Regulation of NAD+ metabolism

Sir2 and NAD+ metabolism

The Sir2 family proteins, sirtuins, are highly conserved from bacteria to humans ( Brachmann et al., 1995; Frye, 2000), with a conserved core domain required for their enzymatic activity as NAD+-dependent protein deacetylases or ADP-ribosylases ( North and Verdin, 2004). Sir2 was first identified in the Sir1/2/3/4 silencing complexes in yeast ( Ivy et al., 1986; Rine and Herskowitz, 1987), which are required to maintain and repress three repetitive genomic regions: telomeres, the cryptic mating type loci (HML and HMR), and the rDNA loci ( Hecht et al., 1996; Smith and Boeke, 1997; Strahl-Bolsinger et al., 1997; Moazed 2001). Each locus employs unique DNA binding factors that recruit specific Sir proteins to deacetylate histones, compacting chromatin configuration, thus mediating silencing. Among these Sir proteins, only Sir2 is required for silencing of all three regions, and the NAD+-dependence of Sir2 activity links cellular metabolic status to Sir2 complex-mediated transcriptional silencing ( Imai et al., 2000; Landry et al., 2000; Smith et al., 2000). Sir2 homologs in yeast include Hst1, Hst2, Hst3 and Hst4 (homologous to Sir two), of which nuclear Hst1 is most homologous to Sir2 and when overexpressed suppresses silencing defects at the mating type loci of Sir2 deletion mutant ( Brachmann et al., 1995). Hst1 may also mediate Sir complex-independent transcriptional regulation by interacting with the transcription regulator, Sum1 ( Xie et al., 1999; Sutton et al., 2001). Although Hst1 is most homologous, Hst2 is the most abundant Sir2 homolog in yeast, accounting for the bulk of intracellular NAD+-dependent deacetylase activity ( Smith et al., 2000). Hst2 appears to shuttle between the nucleus and cytoplasm to regulate rDNA and telomere silencing ( Smith et al., 2000; Perrod et al., 2001; Halme et al., 2004; Lamming et al., 2005; Wilson et al., 2006). Nuclear Hst3 and Hst4 have also been linked to genome stability by regulating rDNA gene silencing and controlling histone H3 (K56) acetylation ( Brachmann et al., 1995; Celic et al., 2006; Hachinohe et al., 2011).
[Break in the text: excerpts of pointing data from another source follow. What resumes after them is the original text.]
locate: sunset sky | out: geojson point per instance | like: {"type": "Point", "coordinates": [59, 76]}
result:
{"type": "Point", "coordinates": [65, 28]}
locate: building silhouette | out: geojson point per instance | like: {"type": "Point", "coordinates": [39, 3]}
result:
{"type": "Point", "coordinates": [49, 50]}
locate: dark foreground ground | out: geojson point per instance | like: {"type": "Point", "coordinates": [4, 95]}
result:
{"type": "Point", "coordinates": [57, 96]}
Key Sir2 regulators include NAD+ and its derivatives, thus NAD+ levels affect Sir2 activity and its downstream events. Sir2-mediated processes are affected by mutations that cause deficiency in NAD+ production (see the subsection “Overview of NAD+ biosynthesis”). Deleting the NA phosphoribosyltransferase, NPT1, gene significantly reduces NAD+ levels, abolishes Sir2-mediated silencing ( Smith et al., 2000) and CR-mediated life span extension (which requires both Sir2 and NAD+) ( Lin et al., 2000). Nam, a product of Sir2-mediated deacetylation, is also a potent non-competitive inhibitor of Sir2 ( Bitterman et al., 2002; Sauve and Schramm, 2003; Schmidt et al., 2004). Preventing Nam accumulation is important for Sir2 function since increasing Nam concentration in growth media or blocking Nam clearance by deleting the nicotinamidase, PNC1 ( Ghislain et al., 2002), reduced Sir2-mediated silencing and shortened life span ( Bitterman et al., 2002; Gallo et al., 2004). Also, CR has been suggested to activate Sir2 by decreasing Nam accumulation ( Bitterman et al., 2002). Interestingly, the NAD+ intermediate, NMN, could also inhibit Sir2 ( Schmidt et al., 2004), therefore if NAD+ synthesis is not required, cells may maintain low levels of NMN (see the subsection “Additional roles of NAD+ intermediates and biosynthetic enzymes”). Another NAD+ derivative, NADH, was reported to competitively inhibit Sir2: lowering the NADH level by genetic modifications increased Sir2-mediated silencing and life span ( Lin et al., 2004). However, NADH is a weak Sir2 inhibitor, and reported cellular NADH levels appear too low to inhibit Sir2 activity in vivo ( Schmidt et al., 2004). Perhaps intracellular compartmentalization of NAD+, NADH and/or specific protein- protein interactions create locally high NADH levels (low NAD+/NADH ratio) which inhibit Sir2 in vivo, and when NADH levels are lowered, (higher NAD+/NADH ratio) Sir2 is activated. It has been suggested that Sir2 affinity/sensitivity toward its substrates and inhibitors varies when Sir2 is in complex with different interacting partners ( Tanny et al., 2004).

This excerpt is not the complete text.